Super Cycle wave (III) may last a generation. It may only subdivide as a five wave impulse. New trends for Oil usually start out very slowly with short first waves and deep time consuming second wave corrections. Basing action over a few years may now begin.
WEEKLY CHART
This weekly chart shows all of cycle wave y.
Cycle wave y subdivides as a zigzag.
Primary wave C is now a complete five wave impulse.
Within Super Cycle wave (III): no second wave correction may move beyond the start of its first wave below 10.24.
DAILY CHART
Primary wave C may now be a complete five wave impulse.
Draw an Elliott channel about primary wave C. Draw the first trend line from the ends of intermediate waves (1) to (3), then place a parallel copy on the end of intermediate wave (2). A breach of this channel by upwards movement is now an early indication of a sustainable low.
Within a new trend: no second wave correction may move beyond the start of the trend, below 10.27.
This week labels are added for all of Super Cycle wave (III). Although the numbers are placed along the direction arrow, this does not mean that it is expected that Super Cycle wave (III) will move in a straight line. Markets do not move in straight lines; there are counter trend movements along the way.
All of the second wave corrections within Super Cycle wave (III) may be deep and time consuming, particularly intermediate wave (2) and primary wave 2. It is normal for Oil for counter trend movements early on in a new developing trend to be deep and time consuming as price forms basing action. This may take several months to possibly even years for Oil.
ALTERNATE DAILY CHART
This week the alternate daily chart is no longer published due to lacking the right look with poor proportions. The idea would be invalidated with a new high above 29.14.
ALTERNATE ELLIOTT WAVE COUNT
MONTHLY CHART
This chart tries to illustrate another possibility, that it may be possible that the market for Oil could cease to exist. The difference between this alternate monthly chart and the main monthly chart is that this chart has no upwards (orange) arrow pointing to Super Cycle wave (III).
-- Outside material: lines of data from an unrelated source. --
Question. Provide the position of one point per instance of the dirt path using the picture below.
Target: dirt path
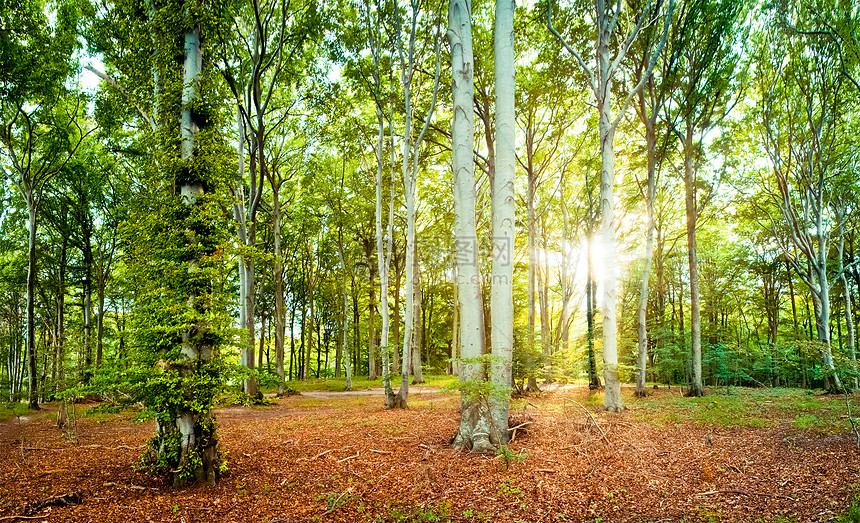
(341, 457)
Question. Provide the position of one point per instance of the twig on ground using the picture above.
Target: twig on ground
(744, 493)
(315, 457)
(348, 457)
(590, 417)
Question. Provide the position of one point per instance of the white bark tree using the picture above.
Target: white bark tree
(476, 421)
(600, 79)
(409, 166)
(504, 206)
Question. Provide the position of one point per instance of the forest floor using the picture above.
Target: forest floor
(750, 455)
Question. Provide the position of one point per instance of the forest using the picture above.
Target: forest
(215, 214)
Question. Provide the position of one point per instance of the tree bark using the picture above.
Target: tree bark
(692, 212)
(477, 428)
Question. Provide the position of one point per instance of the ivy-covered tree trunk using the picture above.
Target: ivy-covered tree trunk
(185, 239)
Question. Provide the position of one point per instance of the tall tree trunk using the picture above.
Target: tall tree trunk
(650, 195)
(696, 388)
(32, 213)
(477, 428)
(503, 201)
(612, 400)
(418, 324)
(280, 311)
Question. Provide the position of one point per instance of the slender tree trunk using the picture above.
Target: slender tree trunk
(612, 399)
(398, 272)
(477, 427)
(418, 324)
(32, 213)
(650, 225)
(696, 388)
(280, 311)
(504, 204)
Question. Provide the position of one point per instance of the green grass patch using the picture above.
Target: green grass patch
(13, 410)
(362, 383)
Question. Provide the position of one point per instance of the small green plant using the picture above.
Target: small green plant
(334, 501)
(510, 456)
(507, 488)
(805, 421)
(851, 516)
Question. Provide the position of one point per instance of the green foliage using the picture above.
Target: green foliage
(510, 456)
(851, 516)
(430, 513)
(480, 389)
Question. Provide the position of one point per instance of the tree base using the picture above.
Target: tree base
(396, 401)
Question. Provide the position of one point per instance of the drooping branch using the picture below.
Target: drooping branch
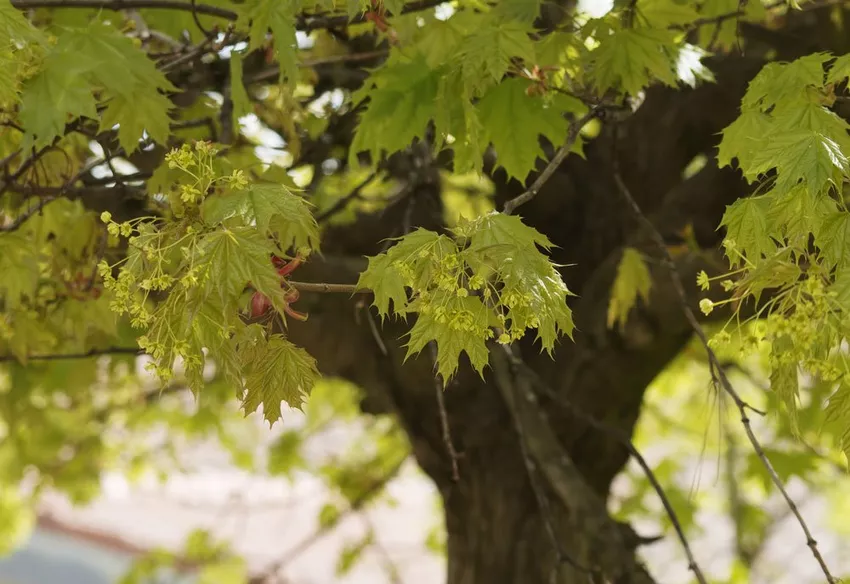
(611, 555)
(718, 372)
(623, 439)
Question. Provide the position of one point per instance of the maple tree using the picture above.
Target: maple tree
(502, 222)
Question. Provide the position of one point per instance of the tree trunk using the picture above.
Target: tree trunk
(531, 470)
(500, 530)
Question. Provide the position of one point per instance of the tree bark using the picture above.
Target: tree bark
(530, 470)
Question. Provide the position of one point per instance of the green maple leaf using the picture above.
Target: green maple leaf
(840, 70)
(834, 239)
(276, 372)
(54, 94)
(97, 57)
(513, 123)
(742, 138)
(785, 82)
(441, 43)
(136, 115)
(14, 27)
(231, 259)
(630, 58)
(402, 100)
(746, 223)
(632, 282)
(272, 208)
(505, 245)
(801, 155)
(279, 17)
(665, 13)
(9, 71)
(798, 212)
(488, 52)
(19, 269)
(837, 413)
(463, 330)
(386, 283)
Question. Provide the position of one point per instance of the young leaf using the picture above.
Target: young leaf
(401, 103)
(840, 70)
(665, 13)
(801, 155)
(834, 239)
(231, 259)
(746, 225)
(632, 282)
(459, 324)
(513, 121)
(272, 208)
(629, 59)
(387, 284)
(486, 55)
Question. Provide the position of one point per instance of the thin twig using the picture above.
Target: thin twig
(531, 470)
(17, 223)
(560, 155)
(356, 504)
(304, 22)
(127, 5)
(86, 354)
(719, 371)
(344, 201)
(274, 72)
(324, 288)
(440, 387)
(198, 20)
(626, 442)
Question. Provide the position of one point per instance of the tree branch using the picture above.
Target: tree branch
(440, 387)
(86, 354)
(304, 22)
(344, 201)
(541, 450)
(128, 5)
(718, 372)
(623, 439)
(560, 155)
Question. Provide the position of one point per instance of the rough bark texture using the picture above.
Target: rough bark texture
(497, 533)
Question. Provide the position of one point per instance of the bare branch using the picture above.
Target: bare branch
(344, 201)
(128, 5)
(542, 451)
(717, 370)
(560, 155)
(17, 223)
(626, 442)
(356, 504)
(85, 355)
(439, 386)
(305, 22)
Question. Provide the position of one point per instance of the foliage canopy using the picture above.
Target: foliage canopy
(169, 106)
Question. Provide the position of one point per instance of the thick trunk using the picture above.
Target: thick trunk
(498, 523)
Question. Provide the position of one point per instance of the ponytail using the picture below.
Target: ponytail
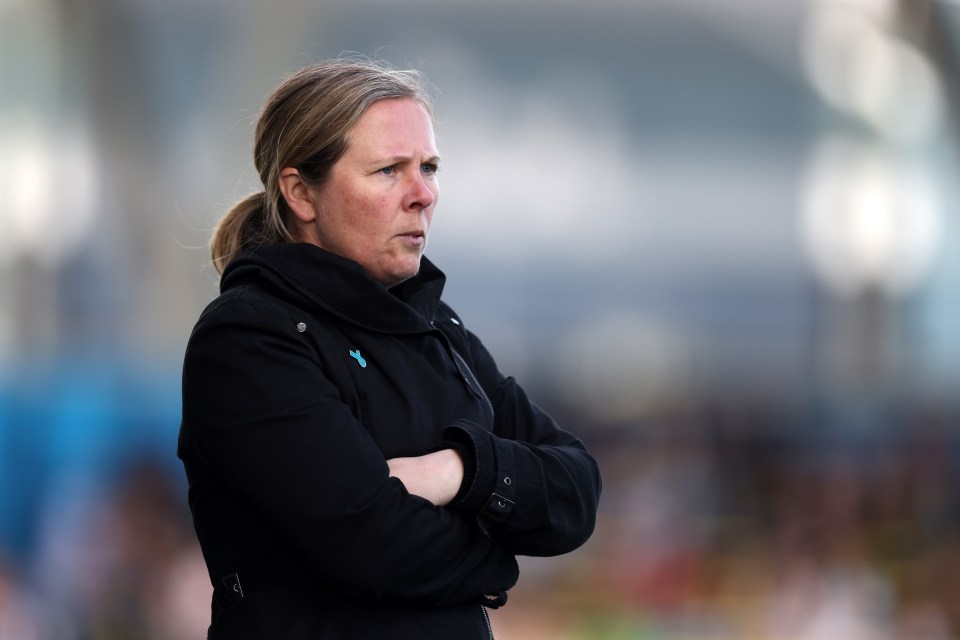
(247, 223)
(304, 125)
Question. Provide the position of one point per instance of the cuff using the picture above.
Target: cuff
(492, 490)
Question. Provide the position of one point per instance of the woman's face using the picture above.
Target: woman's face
(377, 204)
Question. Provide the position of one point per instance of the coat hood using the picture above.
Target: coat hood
(309, 276)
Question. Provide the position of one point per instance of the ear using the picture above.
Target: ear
(298, 195)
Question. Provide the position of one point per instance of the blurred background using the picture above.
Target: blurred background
(719, 239)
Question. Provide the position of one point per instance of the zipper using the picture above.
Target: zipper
(486, 618)
(476, 383)
(465, 371)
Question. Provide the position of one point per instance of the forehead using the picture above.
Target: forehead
(393, 126)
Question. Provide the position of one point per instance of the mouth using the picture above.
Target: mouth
(413, 236)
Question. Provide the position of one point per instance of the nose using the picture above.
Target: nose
(420, 196)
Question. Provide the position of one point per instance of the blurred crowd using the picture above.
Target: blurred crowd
(722, 519)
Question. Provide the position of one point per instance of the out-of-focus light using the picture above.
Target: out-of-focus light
(621, 377)
(525, 175)
(48, 190)
(861, 69)
(870, 220)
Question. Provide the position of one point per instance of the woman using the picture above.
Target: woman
(358, 467)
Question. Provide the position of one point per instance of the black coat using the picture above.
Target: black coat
(299, 381)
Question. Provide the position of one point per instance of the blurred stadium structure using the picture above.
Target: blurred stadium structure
(719, 239)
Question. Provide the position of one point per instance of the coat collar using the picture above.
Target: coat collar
(309, 276)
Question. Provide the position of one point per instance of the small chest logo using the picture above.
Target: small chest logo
(356, 356)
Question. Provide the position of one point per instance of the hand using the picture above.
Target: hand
(436, 476)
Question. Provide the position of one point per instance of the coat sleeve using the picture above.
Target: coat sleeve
(535, 485)
(262, 417)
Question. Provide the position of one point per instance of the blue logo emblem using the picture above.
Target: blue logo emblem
(356, 355)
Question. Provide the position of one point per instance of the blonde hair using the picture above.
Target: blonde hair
(305, 124)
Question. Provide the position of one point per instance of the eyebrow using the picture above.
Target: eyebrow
(435, 159)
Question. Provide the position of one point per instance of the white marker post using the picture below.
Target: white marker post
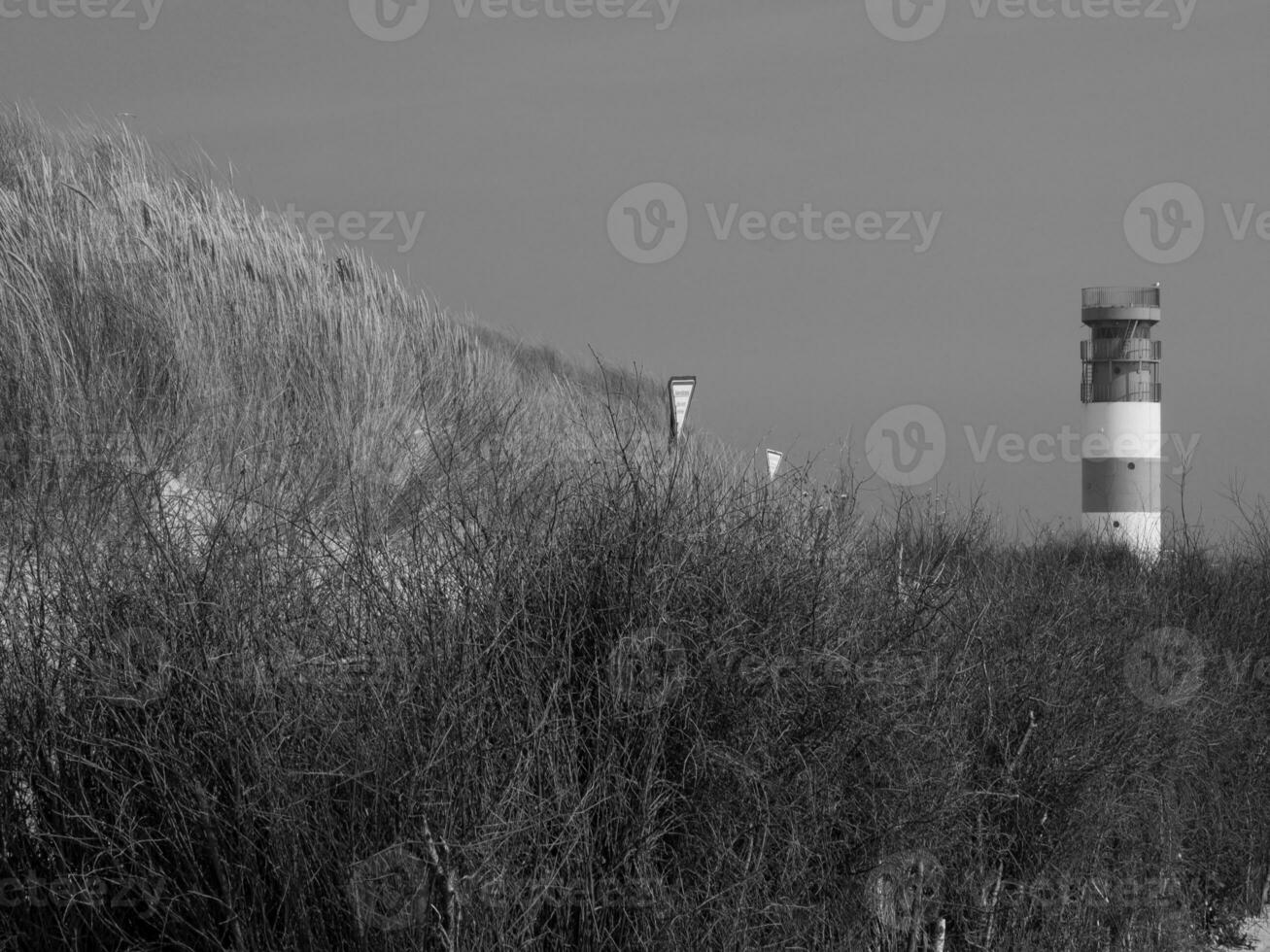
(773, 462)
(679, 390)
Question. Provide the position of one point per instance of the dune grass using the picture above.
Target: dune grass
(442, 648)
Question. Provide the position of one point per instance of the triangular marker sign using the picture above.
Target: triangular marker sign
(681, 395)
(773, 462)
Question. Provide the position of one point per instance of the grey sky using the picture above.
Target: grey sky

There is some historical precedent for this. Throughout history, occasionally, bubbles may form then burst and then the market may cease to exist. One of the most famous examples may be the price of tulips following the burst of the tulip bubble in 1637. Tulip prices never again recovered bubble heights.
From a fundamental point of view this concept may encompass new emerging technologies that may replace old oil reliant technologies.
This idea is presented in the spirit of considering all possibilities. The probability of this idea would become so low as to discard it if price makes a new high above 29.14.
TECHNICAL ANALYSIS
WEEKLY CHART
Click chart to enlarge. Chart courtesy of StockCharts.com.
Now two bullish reversal patterns with RSI reaching oversold and then exhibiting bullish divergence suggest a low may now be in place. Some concern this week may be had in upwards movement lacking support from volume. There is reasonable risk here of a pullback.
DAILY CHART
Click chart to enlarge. Chart courtesy of StockCharts.com.
The measuring gap gives a target at 34.73, but some doubt over this target may be had due to sideways movement of the last three sessions.
If the gap remains open at 21.42, then the short-term outlook may remain bullish. However, if the gap is closed with a new low below 21.42, then expect a pullback has begun. A pullback may find initial support about 18.46.
—
Always practice good risk management as the most important aspect of trading. Always trade with stops and invest only 1-5% of equity on any one trade. Failure to manage risk is the most common mistake new traders make.